鈴木君

 八歳のときに祖母が死んだ。急な事故だった。車が突然突っ込んできたんだ。俺は車の運転手が助手席の女と喧嘩して、前を見ていないのを見ていた。知っていたんだ。だから俺は祖母を助けられたはずなんだ。避けろって教えられたはずなんだ。せめて止まれ、動くなって。



 現実には祖母は、俺を突き飛ばして事故に遭った。



 俺はあまり望まれない子供だったらしい。少なくとも父さんは俺を作る気はなかった。ということは、母さんには望まれていたはずなんじゃないか? でもあの人にはきっと、結婚の口実が必要だっただけで、俺自体は必要じゃなかったんだ。


 だから俺を可愛がってくれたのは、祖母だけだった。



「なんでそんなこともできないの? 私が笑われるんだよ、お前ができないせいで」


 母親の声は耳に触る。神経を直接削られてるみたいな、不快さがあった。


 だから俺は母親が言うことはあまり覚えていない。理由もなくよく怒鳴る女だと思っていた。いつも何かに怒っているらしかった。自分と似ているなと思う。親子だから。言葉にすると吐きそうだけど、事実だった。




 母親の怒りのスイッチはよくわからなかった。いつもランダムに思えた。発火から消化までの時間も、まるでランダムだった。いったん怒りに火のついた母親は、誰であろうと止められない。下手に口出しするとあとがしつこい。

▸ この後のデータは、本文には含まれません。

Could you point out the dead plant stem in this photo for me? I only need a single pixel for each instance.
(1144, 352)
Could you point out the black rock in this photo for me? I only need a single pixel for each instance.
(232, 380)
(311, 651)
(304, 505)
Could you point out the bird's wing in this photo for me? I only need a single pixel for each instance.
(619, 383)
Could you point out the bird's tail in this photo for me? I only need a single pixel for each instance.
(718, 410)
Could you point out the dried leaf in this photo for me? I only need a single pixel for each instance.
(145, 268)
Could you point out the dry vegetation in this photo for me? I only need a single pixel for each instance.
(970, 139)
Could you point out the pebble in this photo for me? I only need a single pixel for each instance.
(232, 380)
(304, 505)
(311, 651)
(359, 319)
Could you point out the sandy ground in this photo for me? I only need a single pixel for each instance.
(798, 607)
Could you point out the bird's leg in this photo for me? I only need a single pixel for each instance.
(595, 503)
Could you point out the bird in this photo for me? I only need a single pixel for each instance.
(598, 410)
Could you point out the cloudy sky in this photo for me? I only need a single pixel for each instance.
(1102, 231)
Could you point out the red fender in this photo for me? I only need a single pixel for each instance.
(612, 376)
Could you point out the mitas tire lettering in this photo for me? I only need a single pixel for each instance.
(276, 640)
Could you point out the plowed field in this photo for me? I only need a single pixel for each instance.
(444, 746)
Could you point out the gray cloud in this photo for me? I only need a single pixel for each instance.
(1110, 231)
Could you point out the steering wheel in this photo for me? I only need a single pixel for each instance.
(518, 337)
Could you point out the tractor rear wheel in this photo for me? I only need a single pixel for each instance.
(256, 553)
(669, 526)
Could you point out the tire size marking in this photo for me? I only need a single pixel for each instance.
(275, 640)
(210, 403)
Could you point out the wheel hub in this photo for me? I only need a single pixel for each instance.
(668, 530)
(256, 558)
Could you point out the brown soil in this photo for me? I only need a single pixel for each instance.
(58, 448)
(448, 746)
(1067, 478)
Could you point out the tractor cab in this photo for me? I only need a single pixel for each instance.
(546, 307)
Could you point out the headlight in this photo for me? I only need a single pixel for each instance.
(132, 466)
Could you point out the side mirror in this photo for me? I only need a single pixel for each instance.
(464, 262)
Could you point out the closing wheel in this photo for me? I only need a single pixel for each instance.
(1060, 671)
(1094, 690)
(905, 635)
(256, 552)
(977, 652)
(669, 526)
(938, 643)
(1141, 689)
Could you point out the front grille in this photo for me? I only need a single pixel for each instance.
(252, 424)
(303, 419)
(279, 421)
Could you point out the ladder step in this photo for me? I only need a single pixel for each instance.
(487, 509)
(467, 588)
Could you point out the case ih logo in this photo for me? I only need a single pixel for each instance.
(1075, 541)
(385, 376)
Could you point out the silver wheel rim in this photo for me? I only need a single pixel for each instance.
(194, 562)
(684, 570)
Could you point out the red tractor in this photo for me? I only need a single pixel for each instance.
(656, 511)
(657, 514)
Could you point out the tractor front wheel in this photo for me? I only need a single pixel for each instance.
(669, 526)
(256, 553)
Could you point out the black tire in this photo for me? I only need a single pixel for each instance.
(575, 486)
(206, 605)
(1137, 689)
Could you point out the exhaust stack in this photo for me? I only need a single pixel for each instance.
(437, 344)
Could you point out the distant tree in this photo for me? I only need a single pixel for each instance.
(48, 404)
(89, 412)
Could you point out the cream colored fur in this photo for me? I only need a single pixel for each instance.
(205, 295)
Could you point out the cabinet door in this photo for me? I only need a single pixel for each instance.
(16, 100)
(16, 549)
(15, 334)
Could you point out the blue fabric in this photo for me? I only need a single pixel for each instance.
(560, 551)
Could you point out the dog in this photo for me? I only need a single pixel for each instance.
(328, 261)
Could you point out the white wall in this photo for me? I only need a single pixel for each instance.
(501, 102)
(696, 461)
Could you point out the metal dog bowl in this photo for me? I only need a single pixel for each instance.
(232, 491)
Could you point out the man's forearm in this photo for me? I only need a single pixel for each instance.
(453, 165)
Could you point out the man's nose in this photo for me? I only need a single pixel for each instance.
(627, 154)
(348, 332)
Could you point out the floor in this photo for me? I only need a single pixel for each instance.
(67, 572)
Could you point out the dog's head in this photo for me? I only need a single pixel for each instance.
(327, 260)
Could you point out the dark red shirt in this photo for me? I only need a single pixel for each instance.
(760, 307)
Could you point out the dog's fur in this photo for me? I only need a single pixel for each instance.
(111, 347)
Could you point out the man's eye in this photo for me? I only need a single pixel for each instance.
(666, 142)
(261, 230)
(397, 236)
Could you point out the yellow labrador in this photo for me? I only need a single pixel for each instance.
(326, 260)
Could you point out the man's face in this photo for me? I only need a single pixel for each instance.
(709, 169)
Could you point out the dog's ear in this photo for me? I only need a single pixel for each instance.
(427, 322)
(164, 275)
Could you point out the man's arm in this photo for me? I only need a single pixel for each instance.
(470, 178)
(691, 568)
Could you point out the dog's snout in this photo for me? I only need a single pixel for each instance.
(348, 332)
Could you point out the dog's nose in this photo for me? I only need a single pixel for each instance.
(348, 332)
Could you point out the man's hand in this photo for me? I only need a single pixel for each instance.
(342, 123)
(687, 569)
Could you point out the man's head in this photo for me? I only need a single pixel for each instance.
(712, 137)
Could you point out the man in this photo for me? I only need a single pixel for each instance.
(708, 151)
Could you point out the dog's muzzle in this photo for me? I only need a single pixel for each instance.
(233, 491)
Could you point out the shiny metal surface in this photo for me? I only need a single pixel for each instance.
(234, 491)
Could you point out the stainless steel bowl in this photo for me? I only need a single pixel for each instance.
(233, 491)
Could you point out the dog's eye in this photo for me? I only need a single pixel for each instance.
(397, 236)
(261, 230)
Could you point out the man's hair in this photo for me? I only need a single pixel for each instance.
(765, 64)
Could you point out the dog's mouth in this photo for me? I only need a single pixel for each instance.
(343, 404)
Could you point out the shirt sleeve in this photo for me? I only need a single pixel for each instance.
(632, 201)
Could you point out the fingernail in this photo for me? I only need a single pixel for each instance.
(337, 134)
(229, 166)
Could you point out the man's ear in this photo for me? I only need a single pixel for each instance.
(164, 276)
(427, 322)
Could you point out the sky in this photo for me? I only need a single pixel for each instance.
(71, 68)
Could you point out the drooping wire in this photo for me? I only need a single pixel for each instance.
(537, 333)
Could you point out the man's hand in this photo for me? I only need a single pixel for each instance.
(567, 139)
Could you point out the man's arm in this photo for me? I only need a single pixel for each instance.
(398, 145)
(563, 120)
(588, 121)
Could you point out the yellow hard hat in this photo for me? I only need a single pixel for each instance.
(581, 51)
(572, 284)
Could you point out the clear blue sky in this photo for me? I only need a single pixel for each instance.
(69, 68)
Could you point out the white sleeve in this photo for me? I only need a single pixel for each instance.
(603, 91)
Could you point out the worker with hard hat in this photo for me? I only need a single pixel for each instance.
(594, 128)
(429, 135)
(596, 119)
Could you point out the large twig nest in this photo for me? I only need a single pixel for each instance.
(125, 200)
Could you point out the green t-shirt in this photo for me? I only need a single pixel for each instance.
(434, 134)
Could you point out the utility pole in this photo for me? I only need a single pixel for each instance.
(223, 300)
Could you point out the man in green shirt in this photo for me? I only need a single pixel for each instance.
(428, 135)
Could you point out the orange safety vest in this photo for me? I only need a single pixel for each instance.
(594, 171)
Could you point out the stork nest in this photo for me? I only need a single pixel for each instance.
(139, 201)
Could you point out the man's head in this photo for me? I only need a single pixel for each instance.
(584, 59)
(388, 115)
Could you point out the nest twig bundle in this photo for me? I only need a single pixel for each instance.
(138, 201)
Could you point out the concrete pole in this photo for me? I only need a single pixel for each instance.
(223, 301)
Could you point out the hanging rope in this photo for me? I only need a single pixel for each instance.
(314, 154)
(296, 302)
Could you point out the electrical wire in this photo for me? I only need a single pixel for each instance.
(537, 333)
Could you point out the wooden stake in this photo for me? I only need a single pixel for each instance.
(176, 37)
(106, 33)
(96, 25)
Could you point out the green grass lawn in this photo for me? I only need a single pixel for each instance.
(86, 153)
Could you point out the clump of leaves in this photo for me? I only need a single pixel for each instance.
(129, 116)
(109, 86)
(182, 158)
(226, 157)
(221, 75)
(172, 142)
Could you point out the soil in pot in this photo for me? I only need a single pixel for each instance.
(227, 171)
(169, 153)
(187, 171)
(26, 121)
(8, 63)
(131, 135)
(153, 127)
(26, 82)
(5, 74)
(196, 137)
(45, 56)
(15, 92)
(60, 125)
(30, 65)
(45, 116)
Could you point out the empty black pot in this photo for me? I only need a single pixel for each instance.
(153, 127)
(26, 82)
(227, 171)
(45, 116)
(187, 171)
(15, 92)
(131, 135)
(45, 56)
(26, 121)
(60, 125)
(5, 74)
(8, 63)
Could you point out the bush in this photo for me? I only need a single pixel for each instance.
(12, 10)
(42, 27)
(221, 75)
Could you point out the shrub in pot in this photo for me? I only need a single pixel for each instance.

 それに母は、一度怒るとまるで正気ではなかった。首を絞める、体にのしかかる、つまりなんていうか、虐待に近かった。大の大人に飛び掛かられる恐怖は、口でうまく説明ができない。何度も、もう死んだ。自分はこのまま死ぬんだ、と思った。


 裏返すと俺が怒った時も同じようだっていうことなんだろうな。自分が怒っているところを客観的に見たことはないから、ちゃんとはわからないけど。



 祖母が死んでからの一年はあまり記憶にない。忘れてしまった。ただすごく悲しかった気がする。頭の中に、祖母の体が冷えていくまでの映像が染みついて取れない。血がたくさんでていた。今まで見たことがないくらい、たくさん。どうして母親ではなく祖母が死んだのだろう? あるいは自分でもよかった。なのに、祖母は俺を生かして死んでしまった。


 俺は祖母がいないと生きられないことを、祖母も知っていたような気がする。だからあのとき、祖母にまで見捨てられたように思えた。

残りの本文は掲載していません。